Perhaps the experience of Faith and Light is so profound, so "paradoxical," that a heart that has drunk from the living water of the smallest cannot turn away from this source, knowing it is a fountain of life.

Perhaps the experience of Faith and Light is so nourishing that eyes that have seen the gaze of the smallest cannot look away from that gaze, which is the gaze of God Crucified and Savior.

Perhaps—and surely—because we cannot follow Jesus Christ except by remaining faithful to the revelation of an innocent, God's Son, him, the Innocent One, crucified and risen, so that becoming like him light might spring forth from our darkness... Is this not the path that Maria Francesca, Vincenzo, Noris show us?

To the extent that we let ourselves be taken by the Holy Spirit, by Maria Francesca, Sabina, Massimo... we will be open to serving others.

Pierre Debergé, 1979


7. The Stone the Builders Rejected (Mt. 21:42)

Who are you, little brother, with your gaze constantly in motion, your mind that doesn't grasp the same images mine does, your speech that can't reach my ears?
What does your presence mean to me? Why am I so at ease with you, as with an older brother, a playmate, a study partner, a workmate?

Often thoughts like these pass through my mind and heart, when we sit in silence side by side, when I hold you in my arms. I hold you willingly and ask myself anxiously—how would I do it if you were my child? Would I be able to accept your suffering and mine, the misunderstanding and the frustration, the daily routine that stretches on for years? Why does suffering exist? Why does it strike you and all who love you?
I don't know, and I can't and shouldn't guess at what I'm not. But I believe my task as your friend before you and your parents is to bear witness to the value—despite everything—of your life; to help you and them believe in you; to tell you and them that you matter to me, because you teach those who choose to follow you so many essential things that transform us.

In you I contemplate Mystery. And I learn to live and accept, animated by a meaning I can't fully grasp—but that perhaps is simple and clear—the dark parts of life.

These are the small troubles of every day, but also and especially the events that hurt most, those that force us to turn our plans and projects upside down.

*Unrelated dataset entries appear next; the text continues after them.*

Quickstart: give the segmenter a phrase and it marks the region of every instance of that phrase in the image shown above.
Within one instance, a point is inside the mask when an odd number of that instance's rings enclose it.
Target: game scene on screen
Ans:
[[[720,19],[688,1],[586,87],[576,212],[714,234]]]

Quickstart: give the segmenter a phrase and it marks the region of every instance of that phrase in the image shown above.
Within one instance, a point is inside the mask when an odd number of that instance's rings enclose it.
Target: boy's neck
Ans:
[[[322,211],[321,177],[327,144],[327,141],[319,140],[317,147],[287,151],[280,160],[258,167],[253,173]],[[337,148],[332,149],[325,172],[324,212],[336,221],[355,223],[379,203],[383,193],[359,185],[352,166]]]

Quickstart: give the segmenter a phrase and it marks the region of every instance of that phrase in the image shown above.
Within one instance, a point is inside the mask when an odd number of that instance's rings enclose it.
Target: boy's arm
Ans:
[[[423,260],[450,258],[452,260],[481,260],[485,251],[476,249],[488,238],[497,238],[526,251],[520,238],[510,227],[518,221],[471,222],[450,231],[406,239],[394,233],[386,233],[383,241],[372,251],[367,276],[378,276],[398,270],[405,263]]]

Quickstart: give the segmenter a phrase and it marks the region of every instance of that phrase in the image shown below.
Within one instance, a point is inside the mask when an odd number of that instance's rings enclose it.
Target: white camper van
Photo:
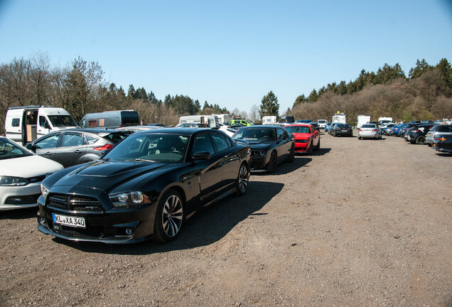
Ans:
[[[276,116],[262,117],[262,124],[274,124],[276,123]]]
[[[368,122],[370,122],[370,117],[369,115],[358,115],[356,121],[356,129],[361,128],[361,126],[367,124]]]
[[[231,120],[232,117],[230,114],[213,114],[212,115],[215,115],[218,117],[218,122],[220,124],[227,124],[229,121]]]
[[[6,137],[23,145],[49,132],[77,126],[68,111],[51,106],[10,107],[5,119]]]
[[[205,124],[209,128],[220,126],[217,115],[188,115],[179,118],[179,124],[189,123]]]

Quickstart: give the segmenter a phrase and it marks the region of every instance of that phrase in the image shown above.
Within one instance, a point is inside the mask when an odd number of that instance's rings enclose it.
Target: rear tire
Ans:
[[[237,178],[237,183],[235,188],[237,191],[235,192],[235,195],[237,196],[242,196],[245,193],[247,193],[247,189],[248,188],[248,181],[249,180],[249,169],[247,167],[247,165],[244,163],[242,163],[240,165],[240,168],[239,169],[239,175]]]

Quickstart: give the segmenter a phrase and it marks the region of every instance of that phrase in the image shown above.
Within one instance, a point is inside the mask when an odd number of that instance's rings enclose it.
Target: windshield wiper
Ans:
[[[146,160],[146,159],[144,159],[144,158],[136,158],[134,159],[130,159],[130,160],[126,160],[127,161],[139,161],[139,162],[155,162],[155,161],[154,160]]]

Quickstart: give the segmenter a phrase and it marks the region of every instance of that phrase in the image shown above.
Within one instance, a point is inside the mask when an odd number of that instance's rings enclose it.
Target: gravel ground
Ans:
[[[67,242],[36,209],[0,212],[0,306],[452,306],[452,156],[392,136],[321,147],[168,244]]]

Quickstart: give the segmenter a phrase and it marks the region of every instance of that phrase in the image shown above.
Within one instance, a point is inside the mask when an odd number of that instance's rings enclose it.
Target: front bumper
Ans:
[[[36,206],[41,195],[41,183],[25,186],[0,187],[0,211]]]
[[[358,133],[358,136],[361,136],[362,138],[376,138],[378,137],[378,132],[360,132]]]
[[[49,194],[48,200],[38,200],[38,230],[46,235],[72,241],[97,242],[103,243],[134,243],[151,238],[154,235],[154,223],[156,203],[134,208],[111,208],[102,205],[106,200],[99,195],[68,195],[68,200],[50,202],[50,198],[63,194]],[[77,205],[71,205],[70,199],[89,199],[87,205],[77,200]],[[94,205],[92,200],[99,200]],[[54,222],[53,214],[82,217],[85,227],[64,225]],[[130,233],[131,232],[131,233]]]

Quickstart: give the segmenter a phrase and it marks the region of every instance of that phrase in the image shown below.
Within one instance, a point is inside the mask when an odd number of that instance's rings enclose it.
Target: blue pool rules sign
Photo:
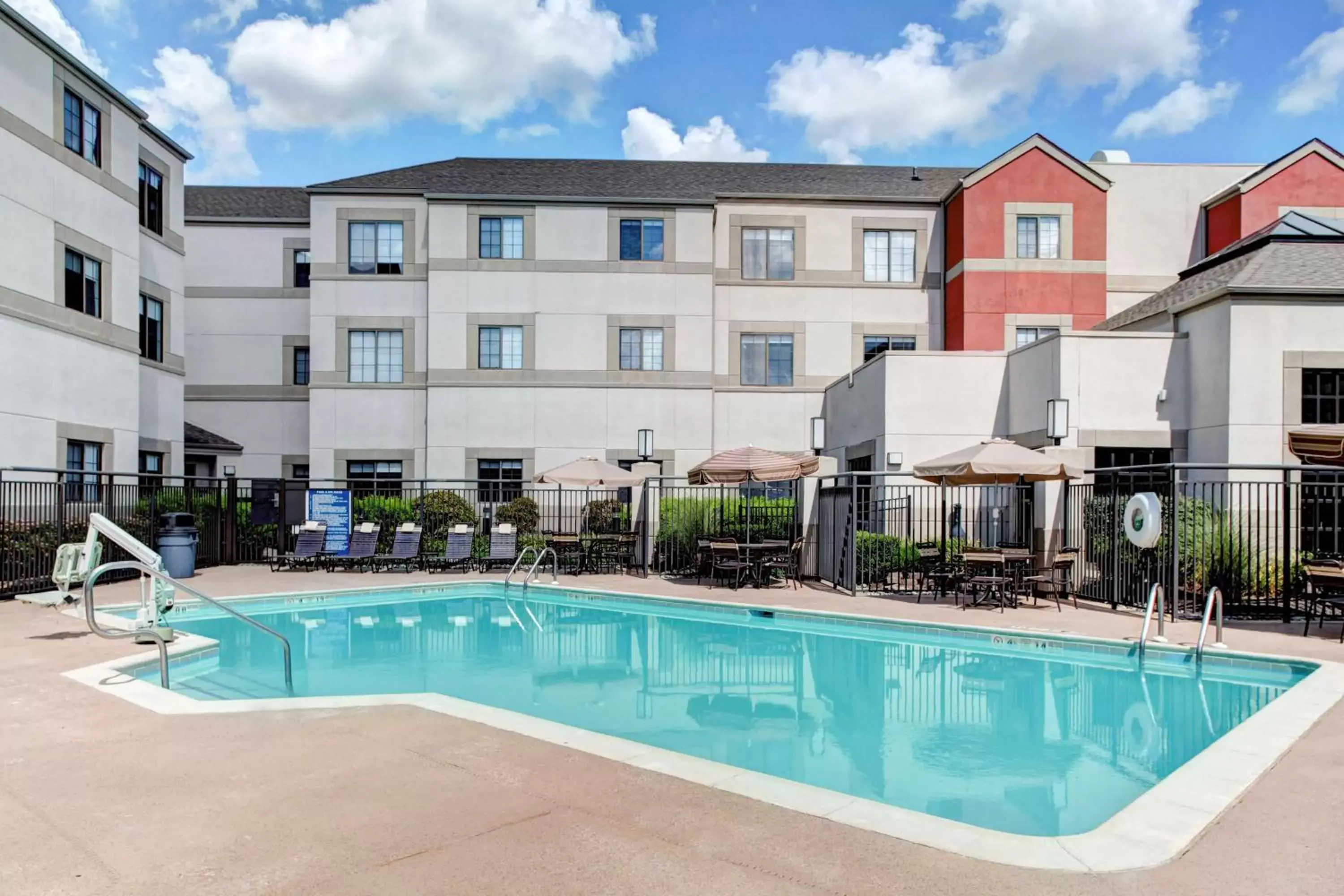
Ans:
[[[349,548],[349,489],[308,489],[308,519],[327,524],[323,551],[344,553]]]

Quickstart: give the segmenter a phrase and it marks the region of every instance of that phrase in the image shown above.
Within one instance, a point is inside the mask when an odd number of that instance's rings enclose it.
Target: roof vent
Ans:
[[[1098,149],[1087,161],[1102,161],[1111,165],[1128,165],[1129,153],[1124,149]]]

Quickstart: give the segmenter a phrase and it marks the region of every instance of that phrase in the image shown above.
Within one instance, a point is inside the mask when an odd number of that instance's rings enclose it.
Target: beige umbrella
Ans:
[[[1344,466],[1344,426],[1289,430],[1288,450],[1308,463]]]
[[[818,459],[812,454],[788,454],[747,446],[715,454],[687,473],[691,485],[734,485],[738,482],[784,482],[817,472]]]
[[[599,485],[609,489],[628,489],[644,484],[644,477],[630,470],[622,470],[614,463],[595,457],[581,457],[546,473],[532,477],[534,482],[554,482],[556,485]]]
[[[941,485],[1013,485],[1019,481],[1077,480],[1082,469],[1008,439],[989,439],[915,463],[915,476]]]

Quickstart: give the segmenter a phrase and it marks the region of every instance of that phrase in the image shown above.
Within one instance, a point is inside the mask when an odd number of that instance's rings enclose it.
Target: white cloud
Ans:
[[[1047,81],[1068,91],[1109,85],[1121,99],[1149,77],[1193,73],[1198,1],[961,0],[958,19],[997,13],[982,40],[943,48],[942,34],[913,23],[886,54],[801,50],[774,64],[769,106],[802,118],[833,161],[857,161],[867,146],[976,138]]]
[[[211,3],[215,7],[214,12],[191,20],[191,27],[196,31],[214,31],[220,27],[223,31],[233,31],[243,13],[255,9],[259,0],[211,0]]]
[[[164,47],[155,56],[155,69],[157,86],[128,93],[164,130],[183,126],[195,134],[192,149],[198,159],[187,165],[188,177],[195,183],[255,177],[257,163],[247,150],[247,117],[210,59]]]
[[[521,128],[500,128],[495,132],[496,140],[532,140],[535,137],[554,137],[560,133],[560,129],[555,125],[535,124],[523,125]]]
[[[706,125],[685,129],[677,134],[671,121],[644,106],[625,114],[621,145],[626,159],[655,159],[672,161],[766,161],[765,149],[747,149],[738,140],[732,126],[715,116]]]
[[[8,0],[8,3],[20,16],[60,44],[71,56],[103,78],[108,77],[108,66],[102,64],[98,54],[83,42],[75,27],[56,8],[54,0]]]
[[[253,21],[228,75],[271,130],[348,133],[411,116],[480,130],[550,102],[586,117],[612,71],[655,48],[653,19],[625,32],[594,0],[375,0],[325,23]]]
[[[1344,81],[1344,28],[1316,38],[1293,66],[1300,74],[1279,94],[1279,111],[1306,116],[1333,103]]]
[[[1200,87],[1193,81],[1183,81],[1148,109],[1137,109],[1125,116],[1116,128],[1116,136],[1183,134],[1214,116],[1226,114],[1232,107],[1238,90],[1239,85],[1226,81],[1219,81],[1212,87]]]

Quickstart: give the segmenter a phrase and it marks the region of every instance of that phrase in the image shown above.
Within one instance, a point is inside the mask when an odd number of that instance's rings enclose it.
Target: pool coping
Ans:
[[[493,582],[493,580],[491,580]],[[481,582],[453,584],[481,584]],[[407,586],[426,587],[426,586]],[[442,587],[437,583],[429,587]],[[601,595],[620,595],[659,602],[710,603],[716,606],[741,607],[749,610],[786,609],[804,615],[859,619],[864,622],[886,622],[900,625],[902,619],[870,617],[828,610],[802,610],[786,604],[747,604],[700,598],[668,598],[661,595],[641,595],[637,592],[605,591],[598,588],[575,588],[569,586],[531,586],[542,590],[581,591]],[[266,598],[300,596],[301,594],[358,594],[387,591],[386,587],[347,588],[321,592],[278,592],[266,595],[235,595],[224,600],[261,600]],[[521,595],[520,595],[521,596]],[[118,609],[132,604],[116,604]],[[74,610],[66,610],[77,615]],[[79,614],[82,618],[82,614]],[[114,629],[129,629],[133,621],[97,613],[99,625]],[[970,629],[980,633],[1020,633],[1030,629],[995,629],[991,626],[970,626],[952,623],[909,622],[935,629]],[[1101,642],[1124,645],[1111,638],[1093,638],[1075,634],[1050,633],[1051,638],[1063,641]],[[169,645],[169,661],[181,661],[216,646],[212,638],[195,634],[180,634]],[[1159,649],[1157,646],[1149,649]],[[1165,646],[1164,650],[1181,650]],[[1208,652],[1211,656],[1214,652]],[[657,771],[691,783],[715,790],[738,794],[761,802],[792,809],[809,815],[827,818],[841,825],[896,837],[914,844],[942,849],[969,858],[1031,868],[1038,870],[1070,870],[1110,873],[1138,870],[1165,864],[1189,849],[1200,834],[1224,811],[1241,801],[1243,794],[1266,771],[1273,768],[1288,750],[1297,743],[1336,703],[1344,697],[1344,664],[1255,654],[1245,652],[1216,652],[1222,657],[1253,657],[1270,661],[1308,662],[1316,669],[1290,686],[1282,696],[1255,712],[1230,732],[1200,751],[1171,775],[1157,782],[1152,789],[1117,811],[1095,829],[1083,834],[1062,837],[1035,837],[1011,834],[978,827],[965,822],[939,818],[913,809],[852,797],[836,790],[788,780],[774,775],[738,768],[724,763],[700,759],[685,754],[649,747],[646,744],[602,735],[583,728],[575,728],[546,719],[538,719],[511,709],[499,709],[484,704],[449,697],[439,693],[403,695],[358,695],[336,697],[266,697],[249,700],[203,701],[173,690],[164,690],[156,684],[142,681],[128,669],[136,669],[146,662],[157,664],[159,654],[151,650],[141,654],[99,662],[82,669],[63,673],[67,678],[86,684],[103,693],[121,697],[144,709],[160,715],[211,715],[233,712],[277,712],[304,709],[341,709],[355,707],[418,707],[430,712],[476,721],[513,733],[535,737],[571,750],[579,750],[595,756],[621,762],[637,768]]]

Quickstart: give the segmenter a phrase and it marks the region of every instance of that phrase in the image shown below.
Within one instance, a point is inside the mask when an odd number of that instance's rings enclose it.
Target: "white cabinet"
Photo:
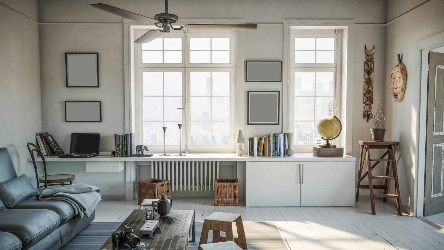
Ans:
[[[247,206],[353,206],[354,161],[249,162]]]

With you I know and believe in Silence.
It's a silence that stirs the soul to meditate, to open the heart, to love and be loved. It's a silence that asks for love by giving it first, in the form of trust, surrender, gentleness.
It's a silence that speaks to me of listening... Listening to your unspoken needs; listening to the most intimate part of myself, something I'd often rather not hear.
It's a silence that tastes of offering, of prayer.

With you I learn simple teamwork, true brotherhood.
You let yourself be dressed by one person and then another without complaint, you pass from hand to hand without a sound. To please us you accept being fed from the wrong side...
How often in my day—at school, at work, at home—do I act like that? How often for someone else's joy am I willing to sacrifice a little of my comfort?

Your friendship pushes me to look at myself differently; to see the people around me—all of them—beyond my first instinctive reaction, as brothers and sisters with rights and needs. And to make an effort to be in communion with them, to meet them on their own ground.

By working so hard to look past appearances and understand your language (yet to me you've always been you, and I never thought of you as different, because then you'd sink into anonymity and lose your power), something strange happens: I find myself pulled into something much harder: looking past appearances, trying to understand the language of every person I meet each day. Thinking that they too have something to give and teach me before I'm the one learning from them.

It's tasting, thanks to you, the beauty of this discovery.